Por eso, o se aprende no solo a respetar el pensamiento ajeno sino a promoverlo, o se acabará matando la libertad, esa “novedad” que se inaugura con cada ser humano, como señala Hannah Arendt, y desde la que cada uno puede hacer una aportación única al resto. Y esa falta de reconocimiento de la libertad implicará negar también el respeto a los individuos, que comienza por reconocer el legítimo derecho que tienen al ejercicio de su inteligencia.

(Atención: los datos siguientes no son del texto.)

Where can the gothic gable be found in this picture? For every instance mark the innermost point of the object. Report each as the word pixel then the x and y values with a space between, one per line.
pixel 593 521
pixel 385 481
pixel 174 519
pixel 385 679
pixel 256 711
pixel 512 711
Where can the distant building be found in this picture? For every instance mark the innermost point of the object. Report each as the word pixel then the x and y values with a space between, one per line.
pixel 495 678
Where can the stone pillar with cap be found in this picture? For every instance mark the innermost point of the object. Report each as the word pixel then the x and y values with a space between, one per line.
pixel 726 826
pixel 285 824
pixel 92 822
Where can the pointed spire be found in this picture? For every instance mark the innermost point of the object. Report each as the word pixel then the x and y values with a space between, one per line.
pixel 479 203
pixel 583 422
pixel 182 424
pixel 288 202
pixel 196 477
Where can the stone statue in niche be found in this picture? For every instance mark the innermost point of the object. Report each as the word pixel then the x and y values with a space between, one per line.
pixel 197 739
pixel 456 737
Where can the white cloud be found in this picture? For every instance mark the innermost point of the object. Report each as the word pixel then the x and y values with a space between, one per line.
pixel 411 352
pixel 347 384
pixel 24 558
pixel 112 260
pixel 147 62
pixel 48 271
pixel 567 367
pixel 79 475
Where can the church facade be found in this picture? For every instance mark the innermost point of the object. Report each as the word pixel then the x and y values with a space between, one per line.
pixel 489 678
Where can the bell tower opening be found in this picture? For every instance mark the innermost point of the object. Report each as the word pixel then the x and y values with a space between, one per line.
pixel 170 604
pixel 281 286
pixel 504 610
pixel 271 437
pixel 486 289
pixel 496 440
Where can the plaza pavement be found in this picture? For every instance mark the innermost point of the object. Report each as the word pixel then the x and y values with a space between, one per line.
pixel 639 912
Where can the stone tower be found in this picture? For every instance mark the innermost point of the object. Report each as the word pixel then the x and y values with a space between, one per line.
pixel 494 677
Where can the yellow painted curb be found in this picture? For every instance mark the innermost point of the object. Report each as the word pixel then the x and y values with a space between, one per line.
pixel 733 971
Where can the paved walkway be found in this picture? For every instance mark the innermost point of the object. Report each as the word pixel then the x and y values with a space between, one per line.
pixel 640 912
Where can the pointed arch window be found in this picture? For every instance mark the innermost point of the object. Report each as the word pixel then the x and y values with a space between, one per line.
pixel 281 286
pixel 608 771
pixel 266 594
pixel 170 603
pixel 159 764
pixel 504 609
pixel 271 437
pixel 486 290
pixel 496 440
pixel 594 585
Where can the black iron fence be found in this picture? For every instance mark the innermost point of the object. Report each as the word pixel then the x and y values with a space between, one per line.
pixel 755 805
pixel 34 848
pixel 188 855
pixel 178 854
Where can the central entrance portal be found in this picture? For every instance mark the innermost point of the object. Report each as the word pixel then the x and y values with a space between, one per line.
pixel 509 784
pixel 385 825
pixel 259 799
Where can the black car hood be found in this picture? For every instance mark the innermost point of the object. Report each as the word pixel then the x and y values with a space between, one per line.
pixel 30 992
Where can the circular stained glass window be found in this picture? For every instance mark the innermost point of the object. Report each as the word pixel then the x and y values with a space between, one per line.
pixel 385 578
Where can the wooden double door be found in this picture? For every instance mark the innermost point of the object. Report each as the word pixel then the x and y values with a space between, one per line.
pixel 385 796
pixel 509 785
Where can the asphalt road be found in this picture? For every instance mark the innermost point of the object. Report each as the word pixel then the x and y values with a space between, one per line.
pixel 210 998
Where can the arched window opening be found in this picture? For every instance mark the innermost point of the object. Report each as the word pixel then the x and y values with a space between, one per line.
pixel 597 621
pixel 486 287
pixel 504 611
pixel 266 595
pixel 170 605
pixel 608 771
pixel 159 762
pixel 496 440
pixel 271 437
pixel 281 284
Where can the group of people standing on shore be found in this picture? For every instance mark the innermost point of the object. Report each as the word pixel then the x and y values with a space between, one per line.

Para que ese respeto y esa promoción fueran una realidad, sería necesario un grado de madurez que permitiera asimilar el papel que le corresponde a cada uno, un aporte de la Modernidad que cuesta incorporar, sobre todo en aquellos colectivos cuya impronta corporativista fomenta los nepotismos y la endogamia. Una penosa mezcla que cuando se da hace difícil manifestar, escribir, lo que se piensa. A no ser que se esté dispuesto a pagar el costo del despido, o de la marginación, con el consiguiente aislamiento. Esa especie de exilio que lleva a preguntarse si será el precio insoslayable para poder expresar libremente el propio pensamiento.